The padlock in your browser does not mean "this site is safe." It means something more precise: the connection is encrypted, and the server proved its identity before any data moved. That guarantee comes from TLS, the protocol sitting underneath the S in HTTPS.
HTTPS is just HTTP over TLS
HTTP — the protocol for requests and responses, GET and POST, headers and bodies — has no built-in security. Anyone on the network path can read or tamper with it. HTTPS does not replace HTTP; it wraps it. The application still speaks ordinary HTTP, but the bytes travel through a TLS (Transport Layer Security) tunnel that handles encryption and authentication.
TLS is the modern successor to SSL, which is why people still say "SSL certificate" out of habit even though the protocol in use is TLS. The job splits into two phases: a handshake that sets everything up, then bulk data transfer over the secured channel.
The handshake: agreeing on keys without ever sending them
When you connect to https://example.com, the client and server run a handshake before a single HTTP byte is sent. Conceptually it does three things: agree on a cipher suite (which algorithms to use), verify the server's identity, and establish a shared secret key.
The clever part is the key exchange. The server has a key pair — a public key it hands out freely, and a private key it never reveals. Asymmetric cryptography means anything encrypted toward the public key can only be undone with the private key. The handshake uses this asymmetric math to bootstrap a shared symmetric key that both sides end up holding, without that key ever crossing the wire in the clear.
Why bootstrap a second key at all? Because asymmetric crypto is slow. It is great for setting up trust but too expensive to encrypt every byte of a large download. Symmetric encryption — where both sides use the same key — is far faster. So TLS uses the expensive asymmetric step once, to safely agree on a cheap symmetric key, then encrypts the actual traffic with that symmetric key. Best of both: secure setup, fast throughput.
1. Client: "hello, here are ciphers I support"
2. Server: "hello, let's use this one — and here is my certificate"
3. Both: key exchange -> derive shared symmetric session key
4. Both: "finished" (encrypted) -> bulk HTTP now flows encrypted
Certificates and the chain of trust
Encryption alone is not enough. If you encrypted a session with an attacker who intercepted your connection, you would have a perfectly private conversation with the wrong party. That is where certificates come in.
A certificate binds a public key to an identity (a domain name) and is digitally signed by a Certificate Authority (CA) — an organization browsers and operating systems already trust. Your machine ships with a trust store: a built-in list of root CA certificates. When the server presents its certificate, the client checks the signature, then follows the chain — the server's certificate is usually signed by an intermediate CA, which is signed by a root CA in the trust store. If the chain leads to a trusted root and the domain matches, the identity checks out. If anything is broken or expired, you get the dreaded full-page warning.
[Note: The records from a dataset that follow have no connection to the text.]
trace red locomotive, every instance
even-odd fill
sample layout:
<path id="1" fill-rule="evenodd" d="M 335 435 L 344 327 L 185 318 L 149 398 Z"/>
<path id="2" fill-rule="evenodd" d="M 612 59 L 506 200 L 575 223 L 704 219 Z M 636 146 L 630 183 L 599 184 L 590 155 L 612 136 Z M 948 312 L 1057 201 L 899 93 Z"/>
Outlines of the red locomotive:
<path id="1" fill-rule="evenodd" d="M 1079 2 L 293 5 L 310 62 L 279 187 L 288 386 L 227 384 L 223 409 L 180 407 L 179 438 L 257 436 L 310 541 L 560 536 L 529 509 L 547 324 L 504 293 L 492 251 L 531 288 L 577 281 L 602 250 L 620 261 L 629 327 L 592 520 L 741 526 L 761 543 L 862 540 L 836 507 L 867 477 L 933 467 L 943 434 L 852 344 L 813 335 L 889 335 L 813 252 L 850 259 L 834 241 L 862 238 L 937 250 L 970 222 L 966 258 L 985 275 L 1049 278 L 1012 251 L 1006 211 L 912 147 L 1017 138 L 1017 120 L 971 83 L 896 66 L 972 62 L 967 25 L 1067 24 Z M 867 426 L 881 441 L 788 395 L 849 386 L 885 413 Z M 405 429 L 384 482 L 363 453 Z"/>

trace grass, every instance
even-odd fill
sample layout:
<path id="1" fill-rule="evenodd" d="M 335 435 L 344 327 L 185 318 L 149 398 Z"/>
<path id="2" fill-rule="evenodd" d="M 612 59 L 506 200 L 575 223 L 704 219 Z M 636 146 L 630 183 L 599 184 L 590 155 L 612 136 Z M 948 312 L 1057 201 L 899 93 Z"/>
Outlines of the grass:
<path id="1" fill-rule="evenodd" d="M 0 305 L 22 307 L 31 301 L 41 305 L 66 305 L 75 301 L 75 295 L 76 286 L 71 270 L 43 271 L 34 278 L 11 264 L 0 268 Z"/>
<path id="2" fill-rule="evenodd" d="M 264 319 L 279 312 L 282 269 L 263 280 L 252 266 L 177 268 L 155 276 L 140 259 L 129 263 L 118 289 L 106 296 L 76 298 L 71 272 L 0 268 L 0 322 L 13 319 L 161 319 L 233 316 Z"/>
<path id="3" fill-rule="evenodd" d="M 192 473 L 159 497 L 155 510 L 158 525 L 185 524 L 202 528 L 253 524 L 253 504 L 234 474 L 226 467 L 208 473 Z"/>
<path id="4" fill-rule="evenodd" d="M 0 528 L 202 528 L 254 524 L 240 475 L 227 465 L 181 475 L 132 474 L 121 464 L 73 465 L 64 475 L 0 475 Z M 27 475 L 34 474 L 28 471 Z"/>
The certificate is what stops a man-in-the-middle. If TLS only encrypted traffic but skipped identity verification, an attacker could sit between you and the server, present their own key, and decrypt everything — you would never know. The signed certificate proves the public key actually belongs to the domain you typed, so the attacker cannot impersonate the real server without a CA-signed certificate for it.
What HTTPS protects — and what it does not
HTTPS gives you three things: confidentiality (eavesdroppers see ciphertext, not your data), integrity (tampering is detected, so the response cannot be silently altered in transit), and authentication of the server (you are talking to who the certificate says you are).
What it does not give you is total privacy about where you are going. The destination IP address is visible to anyone watching the network, and DNS lookups have historically been unencrypted, revealing the hostname you are resolving. TLS also includes the requested hostname in a handshake field called SNI (Server Name Indication), historically sent in cleartext so that servers hosting many sites on one IP know which certificate to present. So observers could often tell which site you visited even when the page contents stayed encrypted. Encrypted DNS and encrypted-SNI efforts aim to close that gap, but the classic model leaks the destination even while protecting the payload.